I choose my list based on how likely I am to read the book again. There are many books I’ve enjoyed and admired, but found I got basically all there was to get from them by reading them once. This is true for some of my favorite authors like Georges Simenon. Once you’ve read one Maigret novel, there’s really no reason to read it again. He wrote 75 of them and they’re all basically the same. That’s why we like them, those of us who like them, they always deliver the goods.
So here is my 201 long list in reverse chronological order with some commentary. The links will take you to my review.
- The Lonely City by Olivia Lang A wonderful non-fiction meditation on living alone in the big city, Chicago and New York. Ms. Lang provides fascinating biographical information on the artists she writes about, men who lived and work largely alone, but it’s the lyrical writing that won me over. The Lonely City contains some of the best writing I read all year.
- News of the World by Paulette Jiles A shoo-in for my top ten list. I loved this account of an old man trying to take a seven-year-old girl, raised by Indians, home to her white family across several hundred miles of post Civil War Texas.
- Leviathan Wakes by James S.A. Corey An entertaining space opera and the basis for the SyFy channel’s new series The Expanse. Both are very good and different enough to warrant both watching and reading.
- On Being Blue by William H. Gass Another non-fiction piece with wonderful writing. Much of the best writing I read this year was in non-fiction form.
- Season of the Witch by David Talbot San Francisco in the 1960’s and 1970’s when mayhem and murder ruled.
- Please Look After Mom by Kyun-sook Shin This one is sure to make my top ten list. I have been somewhat haunted by this story of a South Korean family looking for their vanished mother since I read it last summer.
- The Sweet Hereafter by Russell Banks
- The Lost Weekend by Charles Jackson
- Mother Tongues by Theodora Ziolkowski
- Can’t We Talk About Something More Pleasant by Roz Chast
- Those Who Leave and Those Who Stay by Elena Ferrante
- The Sea Wolf by Jack London
- The Vegetarian by Han Kang, translated by Deborah Smith This has been my year of Korean reading. Another one sure to make my top ten list. I’ve already ordered Han Kang’s new novel, set to come out early in 2017. Can’t wait for it.
- Slouching Towards Bethlehem: Seven Places of the Mind by Joan Didion Classic non-fiction, mostly about California in the 1960’s.
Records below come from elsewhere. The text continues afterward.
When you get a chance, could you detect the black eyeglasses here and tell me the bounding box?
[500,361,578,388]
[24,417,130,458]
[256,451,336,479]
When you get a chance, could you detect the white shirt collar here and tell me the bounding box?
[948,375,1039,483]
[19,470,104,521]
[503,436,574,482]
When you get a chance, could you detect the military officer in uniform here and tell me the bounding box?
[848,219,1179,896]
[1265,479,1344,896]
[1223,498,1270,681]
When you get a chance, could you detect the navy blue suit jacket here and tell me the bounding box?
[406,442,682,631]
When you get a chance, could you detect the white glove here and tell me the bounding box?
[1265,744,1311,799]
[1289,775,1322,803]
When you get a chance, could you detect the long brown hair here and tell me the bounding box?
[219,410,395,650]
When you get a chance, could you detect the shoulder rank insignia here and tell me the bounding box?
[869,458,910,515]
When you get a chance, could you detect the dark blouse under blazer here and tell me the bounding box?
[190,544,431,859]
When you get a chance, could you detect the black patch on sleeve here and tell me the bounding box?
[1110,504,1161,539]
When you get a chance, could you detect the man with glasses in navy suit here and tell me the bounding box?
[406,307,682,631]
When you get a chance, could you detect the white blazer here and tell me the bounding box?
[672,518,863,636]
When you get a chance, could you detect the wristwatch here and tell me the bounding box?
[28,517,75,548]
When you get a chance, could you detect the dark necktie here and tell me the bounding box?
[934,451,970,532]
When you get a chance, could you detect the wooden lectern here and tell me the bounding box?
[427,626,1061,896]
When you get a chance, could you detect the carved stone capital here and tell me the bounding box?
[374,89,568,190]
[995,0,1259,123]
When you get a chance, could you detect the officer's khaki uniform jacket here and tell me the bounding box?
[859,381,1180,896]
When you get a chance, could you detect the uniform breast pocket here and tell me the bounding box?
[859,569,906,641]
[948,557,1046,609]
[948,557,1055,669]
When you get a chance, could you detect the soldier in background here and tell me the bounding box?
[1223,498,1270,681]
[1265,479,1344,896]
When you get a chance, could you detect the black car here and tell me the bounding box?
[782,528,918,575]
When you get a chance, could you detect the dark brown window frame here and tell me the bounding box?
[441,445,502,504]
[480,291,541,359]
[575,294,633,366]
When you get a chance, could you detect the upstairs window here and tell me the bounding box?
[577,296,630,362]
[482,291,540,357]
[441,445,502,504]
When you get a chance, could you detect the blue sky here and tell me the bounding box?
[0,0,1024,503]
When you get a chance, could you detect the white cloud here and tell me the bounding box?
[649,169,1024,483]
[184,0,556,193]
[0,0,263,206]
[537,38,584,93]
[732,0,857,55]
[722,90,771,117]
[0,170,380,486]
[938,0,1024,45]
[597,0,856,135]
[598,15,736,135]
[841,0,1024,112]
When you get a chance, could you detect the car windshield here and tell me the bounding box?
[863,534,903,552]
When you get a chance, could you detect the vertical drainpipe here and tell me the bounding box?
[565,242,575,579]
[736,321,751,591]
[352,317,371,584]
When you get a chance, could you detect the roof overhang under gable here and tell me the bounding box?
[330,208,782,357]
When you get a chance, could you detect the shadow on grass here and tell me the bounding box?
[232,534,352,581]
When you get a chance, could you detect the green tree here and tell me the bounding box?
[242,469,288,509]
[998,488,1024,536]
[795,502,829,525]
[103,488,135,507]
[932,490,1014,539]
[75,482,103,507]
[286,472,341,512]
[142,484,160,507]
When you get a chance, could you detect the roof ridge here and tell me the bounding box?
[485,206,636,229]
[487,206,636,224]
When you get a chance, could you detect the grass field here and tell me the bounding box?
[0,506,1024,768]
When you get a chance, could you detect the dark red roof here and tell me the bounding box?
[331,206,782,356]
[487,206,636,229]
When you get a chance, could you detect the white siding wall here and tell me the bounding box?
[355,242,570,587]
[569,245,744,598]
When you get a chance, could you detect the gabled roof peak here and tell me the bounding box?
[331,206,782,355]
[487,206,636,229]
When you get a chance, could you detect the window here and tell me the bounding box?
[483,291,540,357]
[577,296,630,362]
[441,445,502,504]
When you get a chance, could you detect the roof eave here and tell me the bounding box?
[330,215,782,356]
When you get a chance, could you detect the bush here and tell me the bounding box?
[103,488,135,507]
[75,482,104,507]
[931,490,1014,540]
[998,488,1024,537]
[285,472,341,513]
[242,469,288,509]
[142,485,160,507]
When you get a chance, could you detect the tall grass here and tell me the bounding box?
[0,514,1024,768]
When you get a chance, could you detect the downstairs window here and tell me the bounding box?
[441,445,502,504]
If you’ve never read Joan Didion before, this is the one to read. I loved it. More please.
- Brown Girl Dreaming by Jacqueline Woodson I just finish Ms. Woodson’s new novel Another Brooklyn which is very good, but not as good as Brown Girl Dreaming.
- The Gastronomical Me by M.F.K. Fisher M.F.K. Fisher invented writing about food. Maybe not, maybe someone did it before she did, but no one every loved food as much as she did. The opening section on her first oyster is not to be missed. More excellent non-fiction writing.
El Deafo by Cece Bell
- The Promised Land by Grace Ogot
- A Simple Heart by Gustave Flaubert
- The Man Who Watched Trains Go By by Simenon
- Fates and Furies by Lauren Groff
- A Monster Calls by Patrick Ness
Some of these, I know will not make the short list, in spite of how much I liked them. I’ll stick to my re-read rule so books the more plot driven stuff is not likely to make the cut. Still, there may be some very difficult choices if I do a top ten this year. I’ve a feeling it will all be Korean literature and non-fiction.
I really liked Please Look After Mom except for the last chapter, which felt a bit contrived. The rest was stunning, heartbreaking. Mom=Old Korea.
Great list! A bunch of these are on my reading wishlist because of you. The Vegetarian is the only novel of the bunch I’ve actually read, which I thought was great, so looking forward to checking out some of these others.
My class and I adored El Deafo, and then we found a video clip of her speaking. We loved her even more, Did you know she married Tom Angleberger, of Origami Yoda fame?
I thought I’d had a singularly unhappy reading year myself, but I see two more on your list which strike me as similar to mine (when I write it): Elena Feeeante’s and The Vegetarian. Maybe we need some time to mull over what we’ve read before comprising a list. Or, at least I do.